When you pay a security deposit to your landlord or letting agent, they can't simply keep the money in their own bank account. Under the Housing Act 2004, they are legally required to protect it in one of three government-approved tenancy deposit schemes within 30 days of receiving it. The three schemes operating in England are the Deposit Protection Service (DPS), the Tenancy Deposit Scheme (TDS), and MyDeposits.
There are two types of scheme. In a custodial scheme (the DPS free service), the scheme holds the deposit money directly for the duration of the tenancy. In an insured scheme (offered by all three providers), the landlord keeps the deposit but pays a fee to the scheme, which insures it. Either way, the deposit is protected and can only be released at the end of the tenancy when both parties agree on how it should be split, or after a dispute is resolved through the scheme's adjudication process.
Within the same 30-day window, your landlord must also provide you with prescribed information: written details about which scheme holds the deposit, how the dispute process works, and the circumstances under which deductions may be made.
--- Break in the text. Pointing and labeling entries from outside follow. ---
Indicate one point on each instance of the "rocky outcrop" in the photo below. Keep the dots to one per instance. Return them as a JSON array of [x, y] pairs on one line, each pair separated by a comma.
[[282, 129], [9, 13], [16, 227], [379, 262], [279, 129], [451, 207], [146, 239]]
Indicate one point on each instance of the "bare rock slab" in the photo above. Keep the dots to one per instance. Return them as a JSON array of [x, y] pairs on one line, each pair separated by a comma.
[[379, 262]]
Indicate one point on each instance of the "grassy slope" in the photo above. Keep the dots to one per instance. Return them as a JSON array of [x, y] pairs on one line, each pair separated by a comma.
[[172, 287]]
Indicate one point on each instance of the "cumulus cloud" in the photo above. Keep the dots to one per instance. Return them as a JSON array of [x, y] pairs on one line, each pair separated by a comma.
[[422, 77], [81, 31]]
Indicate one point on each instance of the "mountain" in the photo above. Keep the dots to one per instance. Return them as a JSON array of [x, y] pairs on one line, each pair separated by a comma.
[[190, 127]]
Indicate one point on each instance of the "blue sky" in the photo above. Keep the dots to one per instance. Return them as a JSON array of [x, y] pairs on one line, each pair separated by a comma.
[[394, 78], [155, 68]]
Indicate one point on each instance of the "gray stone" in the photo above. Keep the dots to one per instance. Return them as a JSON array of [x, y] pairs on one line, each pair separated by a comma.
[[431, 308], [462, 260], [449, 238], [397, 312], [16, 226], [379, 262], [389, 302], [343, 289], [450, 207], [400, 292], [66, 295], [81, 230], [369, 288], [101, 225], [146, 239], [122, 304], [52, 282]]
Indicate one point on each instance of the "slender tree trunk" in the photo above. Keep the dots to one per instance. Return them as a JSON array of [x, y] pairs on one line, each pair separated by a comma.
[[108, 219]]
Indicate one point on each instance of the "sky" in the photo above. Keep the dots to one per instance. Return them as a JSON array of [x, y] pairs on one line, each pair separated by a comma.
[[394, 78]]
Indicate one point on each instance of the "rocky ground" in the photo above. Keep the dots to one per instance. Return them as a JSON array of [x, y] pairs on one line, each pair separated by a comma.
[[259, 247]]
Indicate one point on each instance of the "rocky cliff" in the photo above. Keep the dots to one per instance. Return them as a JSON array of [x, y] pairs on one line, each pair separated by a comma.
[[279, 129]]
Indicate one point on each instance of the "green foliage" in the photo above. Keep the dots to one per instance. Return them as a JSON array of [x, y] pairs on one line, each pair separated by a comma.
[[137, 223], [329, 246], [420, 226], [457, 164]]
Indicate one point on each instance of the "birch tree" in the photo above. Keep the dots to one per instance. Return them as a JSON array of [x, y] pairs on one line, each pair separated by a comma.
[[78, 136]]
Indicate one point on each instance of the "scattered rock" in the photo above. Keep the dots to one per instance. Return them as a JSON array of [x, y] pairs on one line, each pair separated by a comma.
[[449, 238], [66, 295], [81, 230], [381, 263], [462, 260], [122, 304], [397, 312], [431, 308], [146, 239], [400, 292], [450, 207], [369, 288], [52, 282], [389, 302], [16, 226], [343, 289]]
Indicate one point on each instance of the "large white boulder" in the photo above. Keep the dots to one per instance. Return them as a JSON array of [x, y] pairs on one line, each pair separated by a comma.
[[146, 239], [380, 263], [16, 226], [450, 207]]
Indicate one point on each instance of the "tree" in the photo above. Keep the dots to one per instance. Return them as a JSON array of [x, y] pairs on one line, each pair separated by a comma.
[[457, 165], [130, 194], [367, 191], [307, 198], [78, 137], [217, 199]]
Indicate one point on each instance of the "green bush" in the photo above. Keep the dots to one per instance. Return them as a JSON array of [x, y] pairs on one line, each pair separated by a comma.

Protecting the deposit and serving the prescribed information are two separate legal obligations, and failing on either one means that you could have a claim for compensation.
If your landlord doesn't protect your deposit or serve the prescribed information within 30 days, you can apply to the county court for compensation of between one and three times the deposit value. Under the Renters' Rights Act 2025, an unprotected deposit also blocks the landlord from using most Section 8 grounds for eviction, making it almost impossible for them to regain possession of the property until they fix the breach.